On 06/21/2013 12:34 PM, Alex Williamson wrote:
> On Fri, 2013-06-21 at 11:56 +1000, Alexey Kardashevskiy wrote:
>> On 06/21/2013 02:51 AM, Alex Williamson wrote:
>>> On Fri, 2013-06-21 at 00:08 +1000, Alexey Kardashevskiy wrote:
>>>> At the moment QEMU creates a route for every MSI IRQ.
>>>>
>>>> Now we are about to add IRQFD support on PPC64-pseries platform.
>>>> pSeries already has in-kernel emulated interrupt controller with
>>>> 8192 IRQs. Also, pSeries PHB already supports MSIMessage to IRQ
>>>> mapping as a part of PAPR requirements for MSI/MSIX guests.
>>>> Specifically, the pSeries guest does not touch MSIMessage's at
>>>> all, instead it uses rtas_ibm_change_msi and 
>>>> rtas_ibm_query_interrupt_source
>>>> rtas calls to do the mapping.
>>>>
>>>> Therefore we do not really need more routing than we got already.
>>>> The patch introduces the infrastructure to enable direct IRQ mapping.
>>>>
>>>> Signed-off-by: Alexey Kardashevskiy <a...@ozlabs.ru>
>>>>
>>>> ---
>>>>
>>>> The patch is raw and ugly indeed, I made it only to demonstrate
>>>> the idea and see if it has right to live or not.
>>>>
>>>> For some reason which I do not really understand (limited GSI numbers?)
>>>> the existing code always adds routing and I do not see why we would need 
>>>> it.
>>>
>>> It's an IOAPIC, a pin gets toggled from the device and an MSI message
>>> gets written to the CPU.  So the route allocates and programs the
>>> pin->MSI, then we tell it what notifier triggers that pin.
>>
>>> On x86 the MSI vector doesn't encode any information about the device
>>> sending the MSI, here you seem to be able to figure out the device and
>>> vector space number from the address.  Then your pin to MSI is
>>> effectively fixed.  So why isn't this just your
>>> kvm_irqchip_add_msi_route function?  On pSeries it's a lookup, on x86
>>> it's a allocate and program.
>>>  What does kvm_irqchip_add_msi_route do on
>>> pSeries today?  Thanks,
>>
>>
>> As we just started implementing this thing, I commented it out for the
>> starter. Once called, it destroys direct mapping in the host kernel and
>> everything stops working as routing is not implemented (yet? ever?).
> 
> Yay, it's broken, you can rewrite it ;)

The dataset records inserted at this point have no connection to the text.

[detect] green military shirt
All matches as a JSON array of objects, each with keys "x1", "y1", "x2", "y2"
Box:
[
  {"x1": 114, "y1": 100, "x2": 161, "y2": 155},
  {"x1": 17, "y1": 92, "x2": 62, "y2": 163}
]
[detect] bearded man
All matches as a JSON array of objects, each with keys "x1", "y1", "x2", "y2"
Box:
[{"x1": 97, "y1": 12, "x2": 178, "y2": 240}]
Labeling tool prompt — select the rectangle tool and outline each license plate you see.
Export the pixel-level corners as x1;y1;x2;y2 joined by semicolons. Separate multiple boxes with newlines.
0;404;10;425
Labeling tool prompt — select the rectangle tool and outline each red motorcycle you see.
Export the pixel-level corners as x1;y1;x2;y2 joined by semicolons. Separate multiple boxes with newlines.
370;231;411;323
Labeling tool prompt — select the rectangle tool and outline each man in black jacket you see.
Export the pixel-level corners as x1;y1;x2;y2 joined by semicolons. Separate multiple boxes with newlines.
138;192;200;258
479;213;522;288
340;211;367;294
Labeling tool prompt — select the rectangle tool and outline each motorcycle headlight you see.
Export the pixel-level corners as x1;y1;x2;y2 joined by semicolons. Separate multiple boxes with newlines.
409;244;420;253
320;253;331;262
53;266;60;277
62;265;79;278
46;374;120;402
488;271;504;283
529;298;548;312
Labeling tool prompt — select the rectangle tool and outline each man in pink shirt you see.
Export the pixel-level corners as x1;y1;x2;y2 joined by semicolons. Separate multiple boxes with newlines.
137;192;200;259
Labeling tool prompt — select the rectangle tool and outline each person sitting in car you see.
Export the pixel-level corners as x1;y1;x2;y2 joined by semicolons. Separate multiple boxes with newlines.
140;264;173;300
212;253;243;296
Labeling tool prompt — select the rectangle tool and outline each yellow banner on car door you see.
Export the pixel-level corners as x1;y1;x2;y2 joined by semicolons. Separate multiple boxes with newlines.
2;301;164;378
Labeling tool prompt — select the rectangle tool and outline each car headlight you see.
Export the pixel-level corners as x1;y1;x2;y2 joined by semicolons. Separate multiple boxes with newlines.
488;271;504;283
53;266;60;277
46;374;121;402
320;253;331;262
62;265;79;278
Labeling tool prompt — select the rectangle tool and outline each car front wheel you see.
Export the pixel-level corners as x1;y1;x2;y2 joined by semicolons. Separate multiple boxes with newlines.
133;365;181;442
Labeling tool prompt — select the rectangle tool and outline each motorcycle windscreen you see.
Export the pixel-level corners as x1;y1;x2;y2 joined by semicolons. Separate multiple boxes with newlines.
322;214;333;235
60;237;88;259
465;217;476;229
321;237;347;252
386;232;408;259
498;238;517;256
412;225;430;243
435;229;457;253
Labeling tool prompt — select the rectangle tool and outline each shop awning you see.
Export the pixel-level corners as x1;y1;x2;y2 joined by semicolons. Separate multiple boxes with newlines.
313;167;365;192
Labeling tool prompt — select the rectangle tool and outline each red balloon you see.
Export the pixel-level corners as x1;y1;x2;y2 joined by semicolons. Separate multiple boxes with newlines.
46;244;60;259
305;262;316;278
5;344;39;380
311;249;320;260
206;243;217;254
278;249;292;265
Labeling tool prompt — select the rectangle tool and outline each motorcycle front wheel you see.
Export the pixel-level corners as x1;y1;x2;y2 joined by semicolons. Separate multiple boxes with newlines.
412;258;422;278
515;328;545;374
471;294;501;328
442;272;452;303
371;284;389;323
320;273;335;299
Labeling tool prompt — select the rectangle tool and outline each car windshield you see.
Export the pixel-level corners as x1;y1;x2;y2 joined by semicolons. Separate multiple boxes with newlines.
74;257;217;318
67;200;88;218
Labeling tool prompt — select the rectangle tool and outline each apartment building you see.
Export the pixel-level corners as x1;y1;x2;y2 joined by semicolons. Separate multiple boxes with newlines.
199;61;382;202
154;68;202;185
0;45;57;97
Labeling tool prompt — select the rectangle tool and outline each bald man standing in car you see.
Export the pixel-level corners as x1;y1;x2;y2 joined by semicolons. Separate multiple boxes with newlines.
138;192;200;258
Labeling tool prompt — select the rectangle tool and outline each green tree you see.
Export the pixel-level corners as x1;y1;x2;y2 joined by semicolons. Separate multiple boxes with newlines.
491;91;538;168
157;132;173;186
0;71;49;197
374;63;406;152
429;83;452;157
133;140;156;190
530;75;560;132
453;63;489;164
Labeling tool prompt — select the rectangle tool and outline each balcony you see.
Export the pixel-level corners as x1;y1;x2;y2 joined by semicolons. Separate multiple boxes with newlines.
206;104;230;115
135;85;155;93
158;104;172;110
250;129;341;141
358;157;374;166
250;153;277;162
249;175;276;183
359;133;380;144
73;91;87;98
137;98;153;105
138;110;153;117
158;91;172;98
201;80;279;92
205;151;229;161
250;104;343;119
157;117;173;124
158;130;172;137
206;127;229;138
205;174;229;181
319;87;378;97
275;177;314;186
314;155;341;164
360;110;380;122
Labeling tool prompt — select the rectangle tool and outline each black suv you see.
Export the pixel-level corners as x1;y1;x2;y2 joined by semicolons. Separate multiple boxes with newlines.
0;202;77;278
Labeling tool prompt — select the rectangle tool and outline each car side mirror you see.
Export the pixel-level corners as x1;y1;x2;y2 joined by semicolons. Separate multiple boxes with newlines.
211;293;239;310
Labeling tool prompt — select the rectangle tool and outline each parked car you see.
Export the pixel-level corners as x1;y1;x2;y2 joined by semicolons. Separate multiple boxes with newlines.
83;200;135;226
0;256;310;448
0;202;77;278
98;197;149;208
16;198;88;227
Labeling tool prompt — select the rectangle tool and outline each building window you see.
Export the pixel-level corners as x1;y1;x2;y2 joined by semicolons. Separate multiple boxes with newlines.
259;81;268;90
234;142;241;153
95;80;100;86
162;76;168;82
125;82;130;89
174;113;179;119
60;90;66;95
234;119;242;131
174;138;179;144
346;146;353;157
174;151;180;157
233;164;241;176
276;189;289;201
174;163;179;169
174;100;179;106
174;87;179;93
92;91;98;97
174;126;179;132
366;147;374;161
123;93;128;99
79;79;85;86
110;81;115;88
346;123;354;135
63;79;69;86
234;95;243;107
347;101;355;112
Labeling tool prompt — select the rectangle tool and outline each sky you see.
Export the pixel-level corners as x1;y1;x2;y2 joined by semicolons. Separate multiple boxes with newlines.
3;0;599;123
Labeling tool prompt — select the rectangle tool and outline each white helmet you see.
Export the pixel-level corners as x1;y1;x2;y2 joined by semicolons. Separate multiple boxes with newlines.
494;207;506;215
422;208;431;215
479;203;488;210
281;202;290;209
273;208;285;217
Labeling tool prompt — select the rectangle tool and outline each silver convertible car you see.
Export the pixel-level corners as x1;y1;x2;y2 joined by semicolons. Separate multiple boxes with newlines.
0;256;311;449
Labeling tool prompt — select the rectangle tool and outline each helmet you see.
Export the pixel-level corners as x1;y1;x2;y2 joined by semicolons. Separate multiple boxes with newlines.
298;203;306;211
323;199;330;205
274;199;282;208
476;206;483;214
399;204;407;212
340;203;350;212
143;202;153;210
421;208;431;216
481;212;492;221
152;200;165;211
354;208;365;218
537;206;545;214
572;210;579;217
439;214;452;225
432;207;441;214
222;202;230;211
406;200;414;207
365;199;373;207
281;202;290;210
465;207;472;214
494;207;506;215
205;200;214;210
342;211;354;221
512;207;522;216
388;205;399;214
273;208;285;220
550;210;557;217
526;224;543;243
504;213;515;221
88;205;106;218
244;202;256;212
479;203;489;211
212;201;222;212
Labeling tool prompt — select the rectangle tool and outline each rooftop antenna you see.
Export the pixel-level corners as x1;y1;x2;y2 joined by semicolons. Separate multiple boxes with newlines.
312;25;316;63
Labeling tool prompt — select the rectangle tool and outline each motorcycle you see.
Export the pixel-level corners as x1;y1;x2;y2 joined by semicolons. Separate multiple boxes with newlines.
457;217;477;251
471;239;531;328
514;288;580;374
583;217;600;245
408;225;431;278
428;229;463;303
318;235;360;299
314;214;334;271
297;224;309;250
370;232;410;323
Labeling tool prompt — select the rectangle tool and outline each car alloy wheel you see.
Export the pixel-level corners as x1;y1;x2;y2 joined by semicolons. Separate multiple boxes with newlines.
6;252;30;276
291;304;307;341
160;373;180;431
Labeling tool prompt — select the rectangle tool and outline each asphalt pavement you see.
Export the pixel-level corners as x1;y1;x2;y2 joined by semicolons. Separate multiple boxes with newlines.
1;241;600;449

There is nothing to rewrite, my understanding is that it is just not
written yet and Paul would like not do that :)


>> My point here is that MSIMessage to irq translation is made on a PCI domain
>> as PAPR (ppc64 server) spec says. The guest never uses MSIMessage, it is
>> all in QEMU, the guest dynamically allocates MSI IRQs and it is up to a
>> hypeviser (QEMU) to take care of actual MSIMessage for the device.
> 
> MSIMessage is what the guest has programmed for the address/data fields,
> it's not just a QEMU invention.  From the guest perspective, the device
> writes msg.data to msg.address to signal the CPU for the interrupt.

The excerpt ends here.